Innate immunity in early chordates and the appearance of adaptive immunity

Abstract

In the urochordate Ciona intestinalis some membrane Immunoglobulin superfamily members with ancestral features of antigen receptors are homologs of vertebrate adhesion molecules acting as virus receptors. They include the following: the junction adhesion molecule (reovirus receptor) (JAM), the Cortical thymocyte marker of Xenopus (CTX family) (Coxsackie's virus receptor) and the poliovirus receptor (PVR). In humans these genes belong to the same linkage group, of which 4 paralogous groups exist. This situation is consistent with the notion that the Ciona set of genes would correspond to a preduplication state. In addition, the human region 3q13 and its paralogs, harbour genes remotely related to the nectin family that can be detected in Protostomes (human CRTAM and CD80-86 related to Drosophila Beat). In addition, this linkage group contains several CDs important for the immune system CD166, CD47 and many members of the tetraspanin family. The VC1-like core of the nectin is homologous to the VC1 core of the MHC-linked tapasin and to the VC1 segments of, for example, specific antigen receptors of vertebrates, and could be related to a primitive antigen receptor gene.
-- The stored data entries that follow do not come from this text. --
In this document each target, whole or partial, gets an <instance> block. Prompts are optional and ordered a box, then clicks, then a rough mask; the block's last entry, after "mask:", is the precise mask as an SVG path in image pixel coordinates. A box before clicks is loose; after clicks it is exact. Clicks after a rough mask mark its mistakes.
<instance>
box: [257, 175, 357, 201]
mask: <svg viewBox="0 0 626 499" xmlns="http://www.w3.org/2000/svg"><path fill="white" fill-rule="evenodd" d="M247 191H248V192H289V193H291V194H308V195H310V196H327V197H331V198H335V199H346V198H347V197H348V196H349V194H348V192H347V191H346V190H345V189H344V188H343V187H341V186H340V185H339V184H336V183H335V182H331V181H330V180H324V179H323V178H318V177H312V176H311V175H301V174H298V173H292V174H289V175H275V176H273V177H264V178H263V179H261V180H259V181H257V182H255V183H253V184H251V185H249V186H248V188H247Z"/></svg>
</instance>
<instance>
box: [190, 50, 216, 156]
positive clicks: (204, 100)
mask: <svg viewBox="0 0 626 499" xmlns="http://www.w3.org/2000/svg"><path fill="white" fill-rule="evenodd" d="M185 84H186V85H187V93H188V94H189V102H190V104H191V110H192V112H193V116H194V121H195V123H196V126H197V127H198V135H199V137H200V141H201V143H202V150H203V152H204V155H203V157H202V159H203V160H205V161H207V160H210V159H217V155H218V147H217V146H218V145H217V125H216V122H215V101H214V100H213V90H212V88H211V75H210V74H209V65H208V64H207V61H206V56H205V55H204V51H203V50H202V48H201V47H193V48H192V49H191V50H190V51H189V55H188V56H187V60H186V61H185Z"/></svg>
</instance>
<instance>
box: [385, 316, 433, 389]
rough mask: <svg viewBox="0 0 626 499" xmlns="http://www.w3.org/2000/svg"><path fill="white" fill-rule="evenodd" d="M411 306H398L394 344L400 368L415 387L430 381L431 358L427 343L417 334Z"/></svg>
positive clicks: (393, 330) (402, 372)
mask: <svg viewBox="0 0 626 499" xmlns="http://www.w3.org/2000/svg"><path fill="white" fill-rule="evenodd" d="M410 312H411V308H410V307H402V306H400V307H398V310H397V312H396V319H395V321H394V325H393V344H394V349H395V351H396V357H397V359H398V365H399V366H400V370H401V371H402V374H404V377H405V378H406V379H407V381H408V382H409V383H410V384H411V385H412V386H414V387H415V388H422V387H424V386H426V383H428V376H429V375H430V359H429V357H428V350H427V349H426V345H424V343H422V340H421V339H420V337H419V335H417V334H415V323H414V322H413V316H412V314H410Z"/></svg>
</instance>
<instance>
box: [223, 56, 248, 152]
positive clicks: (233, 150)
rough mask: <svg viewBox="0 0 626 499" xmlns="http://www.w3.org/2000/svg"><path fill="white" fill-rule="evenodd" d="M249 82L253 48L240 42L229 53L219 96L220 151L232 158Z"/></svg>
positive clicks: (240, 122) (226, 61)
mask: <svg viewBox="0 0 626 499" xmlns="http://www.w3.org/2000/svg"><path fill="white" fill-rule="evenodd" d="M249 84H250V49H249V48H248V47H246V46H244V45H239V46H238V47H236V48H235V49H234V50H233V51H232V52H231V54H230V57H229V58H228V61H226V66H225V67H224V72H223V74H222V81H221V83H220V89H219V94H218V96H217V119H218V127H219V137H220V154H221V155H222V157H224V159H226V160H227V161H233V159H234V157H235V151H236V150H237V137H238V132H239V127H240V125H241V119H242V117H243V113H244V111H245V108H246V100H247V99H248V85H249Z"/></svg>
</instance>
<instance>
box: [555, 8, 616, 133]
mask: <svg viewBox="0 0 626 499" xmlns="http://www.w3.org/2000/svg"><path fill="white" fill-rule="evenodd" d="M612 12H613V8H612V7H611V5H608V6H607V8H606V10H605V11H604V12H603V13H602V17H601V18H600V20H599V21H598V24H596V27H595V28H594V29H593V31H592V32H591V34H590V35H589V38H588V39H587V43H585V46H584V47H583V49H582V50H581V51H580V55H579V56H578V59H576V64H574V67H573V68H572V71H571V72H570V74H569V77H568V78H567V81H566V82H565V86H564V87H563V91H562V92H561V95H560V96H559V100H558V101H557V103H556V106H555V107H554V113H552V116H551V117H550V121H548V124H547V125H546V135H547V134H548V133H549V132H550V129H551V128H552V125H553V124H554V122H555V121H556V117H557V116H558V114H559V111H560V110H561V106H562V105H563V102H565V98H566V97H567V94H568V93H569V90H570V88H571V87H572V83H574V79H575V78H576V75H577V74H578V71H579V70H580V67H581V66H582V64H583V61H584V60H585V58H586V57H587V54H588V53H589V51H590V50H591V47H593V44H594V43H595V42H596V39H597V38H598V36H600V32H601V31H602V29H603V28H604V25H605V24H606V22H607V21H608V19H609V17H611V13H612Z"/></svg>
It is suggested that the virus binding property of the members of this family was exploited, and that they were recruited in the vertebrate immune system following the introduction of the somatic rearrangement machinery. In this way the adaptive immune system could have developed from a set of receptors involved in a primitive local innate immunity involving NF- κB-mediated apoptosis. To cite this article: L. Du Pasquier, C. R. Biologies 327 (2004).